REST Management API (REST)

The /v1/token-counting/count REST API endpoint supports counting prompt tokens:

curl -X POST http://localhost:8000/v1/token-counting/count \
  -H "Content-Type: application/json" \
  -d '{"prompt": "hello world", "model": "gpt-4"}'

Streaming Observability (TTFT & Token Tracking)

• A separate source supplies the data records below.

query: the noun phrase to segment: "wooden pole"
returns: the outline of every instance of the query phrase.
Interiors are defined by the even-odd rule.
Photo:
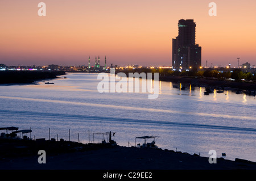
[[[70,129],[68,129],[68,141],[70,141]]]

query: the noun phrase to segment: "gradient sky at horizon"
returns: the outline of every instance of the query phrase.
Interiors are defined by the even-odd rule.
[[[178,21],[192,19],[202,65],[255,65],[255,0],[1,0],[0,64],[87,66],[100,56],[102,65],[106,56],[108,66],[171,66]]]

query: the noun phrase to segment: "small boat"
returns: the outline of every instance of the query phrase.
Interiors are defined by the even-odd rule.
[[[242,91],[241,91],[241,90],[238,90],[238,91],[237,91],[236,92],[236,94],[242,94],[242,92],[243,92]]]
[[[223,93],[223,92],[224,92],[224,91],[222,90],[219,90],[217,91],[216,92],[217,93]]]
[[[208,93],[212,93],[214,92],[214,90],[212,88],[205,88],[205,91]]]

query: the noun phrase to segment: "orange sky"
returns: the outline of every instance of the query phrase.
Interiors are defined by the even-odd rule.
[[[255,0],[1,0],[0,64],[88,65],[89,56],[102,64],[106,56],[108,65],[171,66],[177,22],[193,19],[203,65],[255,65]]]

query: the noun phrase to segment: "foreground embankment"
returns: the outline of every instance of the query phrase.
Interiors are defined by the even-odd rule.
[[[253,82],[236,82],[204,78],[190,78],[180,76],[159,76],[159,81],[176,83],[192,84],[197,87],[219,87],[224,89],[237,89],[256,90],[256,83]]]
[[[34,81],[54,79],[65,75],[64,71],[1,71],[0,84],[31,83]]]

The SDK provides specialized utilities for tracking streaming LLM calls. It wraps generators/iterators to:

Capture the Time-to-First-Token (TTFT) latency when the first chunk is yielded.
Accumulate the streamed chunks and automatically compute the completion token count (using Tiktoken/heuristics) upon stream completion or cancellation.
Finalize and report the manual span only when the stream is exhausted, closed, or encounters an exception.

Basic Streaming Usage

Use llm_streaming_span, wrap_stream (for synchronous generators), and wrap_async_stream (for asynchronous generators):

from instrumentation_sdk import llm_streaming_span, wrap_stream, wrap_async_stream

# 1. Synchronous Streaming
with llm_streaming_span(model="gpt-4", provider="openai", prompt="Say hello") as span_ctx:
    raw_generator = ["Hello", " world", "!"]
    wrapped_stream = wrap_stream(raw_generator, span_context=span_ctx, model="gpt-4")
    for chunk in wrapped_stream:
        print(chunk)

# 2. Asynchronous Streaming
async with llm_streaming_span(model="gpt-4", provider="openai", prompt="Say hello") as span_ctx:
    async def async_generator():
        yield "Hello"
        yield " world"
    wrapped_stream = wrap_async_stream(async_generator(), span_context=span_ctx, model="gpt-4")
    async for chunk in wrapped_stream:
        print(chunk)

Mid-Stream Updates & Abort Resilience

You can dynamically update span metadata using span_ctx.set_metadata("custom_field", "value") mid-stream.
If the stream is closed early (via wrapped_stream.close() or .aclose()), the SDK captures and reports all completion tokens generated up to that point.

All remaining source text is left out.